Keyboard shortcuts

Press or to navigate between chapters

Press S or / to search in the book

Press ? to show this help

Press Esc to hide this help

PostgreSQL Pub/Sub Design

Introduction

The PostgreSQL Pub/Sub mechanism provides an alternative to Kafka for event distribution within the light-portal architecture. It is designed for smaller deployments or environments where Kafka is not available, offering a reliable, low-latency, and strictly ordered event delivery system using native PostgreSQL features.

Architecture

The system utilizes a hybrid Polling + LISTEN/NOTIFY approach to achieve both high reliability and low latency.

1. Logical Partitioning

To support horizontal scalability and ensure ordered processing for multi-tenant environments, the system uses logical partitioning based on the host_id.

  • Events are distributed across a fixed number of partitions (e.g., 8 or 16).
  • Partition index = abs(hashtext(host_id::text)) % total_partitions.
  • Each partition has its own progress tracker in consumer_offsets.

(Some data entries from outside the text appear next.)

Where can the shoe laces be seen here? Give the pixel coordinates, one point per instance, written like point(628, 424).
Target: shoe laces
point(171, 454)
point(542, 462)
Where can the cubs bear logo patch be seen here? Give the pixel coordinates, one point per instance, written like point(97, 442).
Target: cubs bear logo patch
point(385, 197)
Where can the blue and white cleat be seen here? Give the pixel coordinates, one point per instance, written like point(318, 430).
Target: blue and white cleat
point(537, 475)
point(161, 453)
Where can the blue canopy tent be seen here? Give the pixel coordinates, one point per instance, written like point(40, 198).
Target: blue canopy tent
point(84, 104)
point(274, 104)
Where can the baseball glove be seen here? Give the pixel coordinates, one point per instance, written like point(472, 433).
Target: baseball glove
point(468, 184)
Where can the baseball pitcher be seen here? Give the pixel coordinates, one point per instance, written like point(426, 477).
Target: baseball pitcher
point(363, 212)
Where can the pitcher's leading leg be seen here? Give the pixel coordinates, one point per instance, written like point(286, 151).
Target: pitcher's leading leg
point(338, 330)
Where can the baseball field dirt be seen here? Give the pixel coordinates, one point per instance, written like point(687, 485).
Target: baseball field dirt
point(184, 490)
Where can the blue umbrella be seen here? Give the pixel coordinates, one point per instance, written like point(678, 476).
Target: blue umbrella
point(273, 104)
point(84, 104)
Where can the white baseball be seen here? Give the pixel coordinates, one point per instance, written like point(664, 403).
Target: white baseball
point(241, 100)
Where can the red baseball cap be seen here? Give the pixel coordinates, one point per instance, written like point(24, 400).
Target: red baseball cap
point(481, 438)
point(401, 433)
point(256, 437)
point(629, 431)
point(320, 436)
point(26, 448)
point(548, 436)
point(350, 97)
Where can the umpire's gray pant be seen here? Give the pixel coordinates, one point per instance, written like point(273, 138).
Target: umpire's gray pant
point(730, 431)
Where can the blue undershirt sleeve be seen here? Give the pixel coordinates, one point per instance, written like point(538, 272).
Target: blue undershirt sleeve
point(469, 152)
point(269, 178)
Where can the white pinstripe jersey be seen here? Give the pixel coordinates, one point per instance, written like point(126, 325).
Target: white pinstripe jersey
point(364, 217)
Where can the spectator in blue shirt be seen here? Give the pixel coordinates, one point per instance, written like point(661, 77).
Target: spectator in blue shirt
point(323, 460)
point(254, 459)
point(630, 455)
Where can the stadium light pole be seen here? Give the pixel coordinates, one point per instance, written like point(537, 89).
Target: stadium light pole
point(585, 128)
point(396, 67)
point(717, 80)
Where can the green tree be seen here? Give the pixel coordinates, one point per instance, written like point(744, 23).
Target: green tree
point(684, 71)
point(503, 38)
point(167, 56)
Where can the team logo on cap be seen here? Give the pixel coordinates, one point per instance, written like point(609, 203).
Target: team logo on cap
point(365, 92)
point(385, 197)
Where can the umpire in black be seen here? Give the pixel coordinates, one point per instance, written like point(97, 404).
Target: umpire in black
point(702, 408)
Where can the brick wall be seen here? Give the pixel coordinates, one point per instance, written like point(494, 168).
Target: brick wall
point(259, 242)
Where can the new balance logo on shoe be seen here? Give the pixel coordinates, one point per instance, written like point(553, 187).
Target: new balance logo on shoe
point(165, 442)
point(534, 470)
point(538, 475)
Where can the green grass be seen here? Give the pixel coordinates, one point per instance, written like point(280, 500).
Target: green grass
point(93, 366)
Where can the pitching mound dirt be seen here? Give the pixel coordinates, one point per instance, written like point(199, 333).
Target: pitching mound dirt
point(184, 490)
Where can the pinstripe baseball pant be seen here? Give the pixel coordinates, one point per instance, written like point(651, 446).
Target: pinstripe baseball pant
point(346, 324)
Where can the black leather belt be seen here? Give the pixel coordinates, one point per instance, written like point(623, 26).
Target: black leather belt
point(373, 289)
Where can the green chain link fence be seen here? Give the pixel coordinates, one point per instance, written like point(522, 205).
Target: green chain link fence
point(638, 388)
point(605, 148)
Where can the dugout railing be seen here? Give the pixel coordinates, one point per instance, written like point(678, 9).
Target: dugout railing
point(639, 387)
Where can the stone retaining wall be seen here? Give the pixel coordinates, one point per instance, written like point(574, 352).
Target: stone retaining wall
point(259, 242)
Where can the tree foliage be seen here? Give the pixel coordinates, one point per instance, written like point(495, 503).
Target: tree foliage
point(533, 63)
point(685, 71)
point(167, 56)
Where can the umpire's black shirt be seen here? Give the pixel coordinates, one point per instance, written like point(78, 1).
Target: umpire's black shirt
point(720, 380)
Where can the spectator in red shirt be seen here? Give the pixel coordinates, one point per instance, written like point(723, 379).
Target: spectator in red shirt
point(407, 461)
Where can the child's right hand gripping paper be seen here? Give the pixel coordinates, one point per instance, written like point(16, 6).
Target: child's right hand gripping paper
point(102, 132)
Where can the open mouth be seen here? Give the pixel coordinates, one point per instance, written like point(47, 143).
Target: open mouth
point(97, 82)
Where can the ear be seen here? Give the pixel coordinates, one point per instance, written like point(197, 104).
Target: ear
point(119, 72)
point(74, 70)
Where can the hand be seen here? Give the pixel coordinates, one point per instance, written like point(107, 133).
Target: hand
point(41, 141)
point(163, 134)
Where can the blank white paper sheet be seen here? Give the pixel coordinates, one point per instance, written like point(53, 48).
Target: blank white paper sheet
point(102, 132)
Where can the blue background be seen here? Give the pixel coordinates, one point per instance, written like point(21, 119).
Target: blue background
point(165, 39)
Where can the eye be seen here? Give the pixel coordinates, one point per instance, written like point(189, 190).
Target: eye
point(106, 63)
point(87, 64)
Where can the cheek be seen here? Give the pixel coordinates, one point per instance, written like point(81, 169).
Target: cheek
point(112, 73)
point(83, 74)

2. Contiguous Offset Claiming

Within each partition, the consumer claims a batch of events using gapless logical offsets (c_offset).

3. Real-time Wake-up

To minimize latency without high-frequency polling, the system uses the PostgreSQL LISTEN/NOTIFY mechanism.

  • A database trigger on the outbox_message_t table issues a NOTIFY event_channel whenever new messages are inserted.
  • Consumers use LISTEN event_channel to subscribe to these real-time signals.
  • The consumer loop calls pgConn.getNotifications(timeout) to wait for signals. This allows the consumer thread to sleep efficiently and wake up immediately when work is available, while still falling back to a poll-based check if no notification is received within the waitPeriodMs.

Database Schema

log_counter

Manages the global version/offset for the outbox.

CREATE TABLE log_counter (
    id INT PRIMARY KEY,
    next_offset BIGINT NOT NULL DEFAULT 1
);
INSERT INTO log_counter (id, next_offset) VALUES (1, 1);

consumer_offsets

Tracks the progress of each consumer partition.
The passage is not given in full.